Focused on reaching $5 billion in assets under management, EP Wealth Advisors snapped up a prominent woman-owned boutique firm, its second acquisition in a year.

The deal for San Francisco-based Ballou Plum Wealth Advisors raises EP Wealth's AUM to about $2.3 billion.

Ballou Plum managed $300 million for clients and Moore Financial Group, which EP acquired last year, managed $60 million in Littleton, Colo., at the time of its purchase.

SECOND DEAL OF WEEK

Terms of the Ballou Plum purchase were not disclosed.

It's also the second deal of the week for David Selig, the M&A consultant and CEO of Advice Dynamics Partner who the Torrance, Calif.-based firm hired in 2013 to help fuel its inorganic goals.

Selig also brokered a merger of two Colorado firms to form Colorado Financial Management.

Read more: Merger of 2 RIAs Creates $1.25B RIA Colorado Financial

Combining EP Wealth with Ballou Plum will enable the new firm to "be able to expand upon the services that we specifically offer to women," says EP Wealth's president, Patrick Goshtigian.

'GO-TO FIRM FOR HNW WOMEN'

Ballou and her partner Marilyn Plum "are known in the Bay Area as kind of the go-to firm for high net worth women and their families," Ballou notes. The deal will free her up from management duties sufficiently to give her time to recruit more women advisors, she adds.

In making the move, Ballou Plum dropped its affiliation with the country's largest broker dealer, LPL Financial. EP Wealth dropped its own broker-dealer affiliation last year and debuted this month at No. 54 on Financial Planning's annual Top RIA list, which captures strictly independent firms.

ON LEAVING LPL

"We entertained the notion of being in [LPL's] hybrid program," Ballou says. Instead, "we decided to join forces with a completely fee-only independent RIA firm. We really admired the fact that they had gone through this journey themselves. That was another big attraction for us."
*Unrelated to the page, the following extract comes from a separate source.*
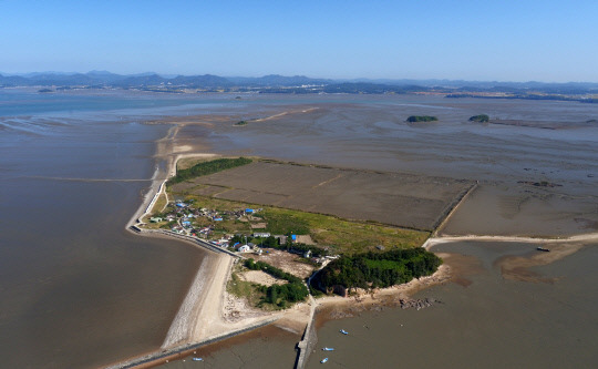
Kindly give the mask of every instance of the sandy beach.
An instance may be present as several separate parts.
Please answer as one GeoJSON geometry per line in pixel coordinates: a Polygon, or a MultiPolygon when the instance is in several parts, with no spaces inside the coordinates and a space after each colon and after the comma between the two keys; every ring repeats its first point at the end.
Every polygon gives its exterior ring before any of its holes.
{"type": "MultiPolygon", "coordinates": [[[[301,110],[300,112],[307,112],[313,116],[318,116],[318,114],[321,114],[321,109],[306,109],[301,110]]],[[[264,125],[269,127],[279,120],[287,120],[289,115],[297,112],[299,111],[283,111],[282,113],[271,114],[267,117],[252,120],[252,122],[260,122],[260,124],[256,124],[256,126],[264,125]]],[[[220,122],[226,123],[231,119],[233,117],[221,117],[220,122]]],[[[236,117],[233,120],[236,120],[236,117]]],[[[214,120],[214,122],[216,121],[217,120],[214,120]]],[[[150,192],[151,194],[157,194],[158,192],[163,191],[164,186],[162,186],[162,184],[167,177],[175,174],[178,161],[189,157],[209,158],[223,155],[221,152],[219,155],[210,153],[212,147],[198,145],[197,141],[199,140],[192,141],[188,133],[187,136],[183,135],[183,137],[177,137],[179,130],[183,130],[184,127],[192,127],[194,124],[205,125],[208,123],[194,122],[194,120],[186,117],[185,120],[181,120],[178,122],[172,122],[172,124],[174,125],[169,130],[167,136],[157,142],[156,156],[164,160],[167,170],[164,173],[155,175],[154,184],[150,192]]],[[[228,124],[226,126],[228,126],[228,124]]],[[[225,127],[224,124],[219,129],[223,131],[229,130],[225,127]]],[[[256,130],[256,127],[249,127],[249,130],[256,130]]],[[[224,155],[226,155],[226,153],[224,153],[224,155]]],[[[237,170],[237,172],[240,173],[244,170],[247,171],[248,168],[237,170]]],[[[241,175],[240,177],[243,178],[245,176],[241,175]]],[[[473,178],[470,180],[473,181],[473,178]]],[[[442,178],[441,181],[439,177],[434,177],[434,181],[439,182],[442,186],[447,186],[448,183],[447,180],[442,178]]],[[[421,186],[421,184],[417,185],[421,186]]],[[[534,188],[532,189],[536,191],[534,188]]],[[[526,188],[525,191],[530,189],[526,188]]],[[[444,229],[444,223],[447,222],[453,215],[470,213],[467,206],[461,206],[461,204],[467,199],[467,195],[468,193],[461,198],[461,202],[458,202],[450,215],[444,219],[444,222],[442,222],[440,228],[444,229]]],[[[143,214],[143,209],[148,208],[152,198],[154,198],[154,196],[151,196],[150,194],[146,196],[144,205],[142,205],[140,208],[141,213],[134,216],[133,219],[137,219],[138,215],[143,214]]],[[[413,215],[411,214],[410,216],[413,215]]],[[[471,235],[464,234],[458,236],[443,233],[439,237],[429,238],[423,247],[431,249],[433,246],[440,244],[468,240],[530,243],[537,244],[538,246],[547,246],[550,248],[550,253],[537,253],[532,257],[505,257],[497,263],[502,270],[503,278],[505,279],[547,281],[537,279],[534,274],[528,271],[528,268],[550,264],[560,258],[565,258],[566,256],[579,250],[581,248],[581,244],[598,239],[598,234],[596,233],[575,236],[557,234],[555,237],[519,237],[509,236],[508,234],[504,236],[492,234],[485,235],[485,232],[483,230],[481,230],[477,235],[475,232],[472,233],[473,234],[471,235]]],[[[538,232],[538,234],[542,233],[538,232]]],[[[447,263],[442,265],[441,268],[430,277],[414,279],[409,284],[392,288],[379,289],[374,291],[362,290],[349,298],[338,296],[318,298],[315,303],[317,304],[317,311],[326,312],[320,316],[321,319],[350,317],[355,311],[375,309],[380,306],[401,306],[401,300],[409,300],[411,296],[430,286],[443,284],[450,280],[461,285],[462,281],[457,280],[458,276],[456,276],[458,270],[453,269],[451,263],[448,262],[453,256],[443,254],[439,254],[439,256],[445,258],[447,263]]],[[[221,337],[226,334],[240,331],[245,328],[259,325],[260,322],[272,320],[276,320],[275,325],[282,329],[287,329],[296,334],[302,332],[310,317],[309,303],[297,304],[288,310],[276,312],[252,309],[248,307],[244,300],[226,293],[226,284],[233,265],[234,258],[224,254],[218,255],[210,253],[209,257],[204,260],[176,318],[173,321],[168,335],[164,340],[163,348],[173,348],[185,344],[206,341],[216,337],[221,337]]]]}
Transitioning Ballou Plum out of its longstanding relationship with LPL was the most challenging part of the deal, Selig says.

"That perceived safety net [with LPL] was more of a psychological barrier than anything else," Selig says. "It was very much a discovery process for Lynn and Marilyn that, at the end of the day, [independence] is a big advantage because you can pick best-of-breed practice management and business tools to best reflect your business."

'MORE TO COME'

The firm now has 17 advisors, four of whom are women, in five offices including its Torrance headquarters; Irvine, Calif.; West Los Angeles; San Francisco and Colorado.

"We are on our path to $5 billion … and I'm sure there will be more to come,"

Goshtigian says. "We are open to additional acquisitions or lift-outs of advisors."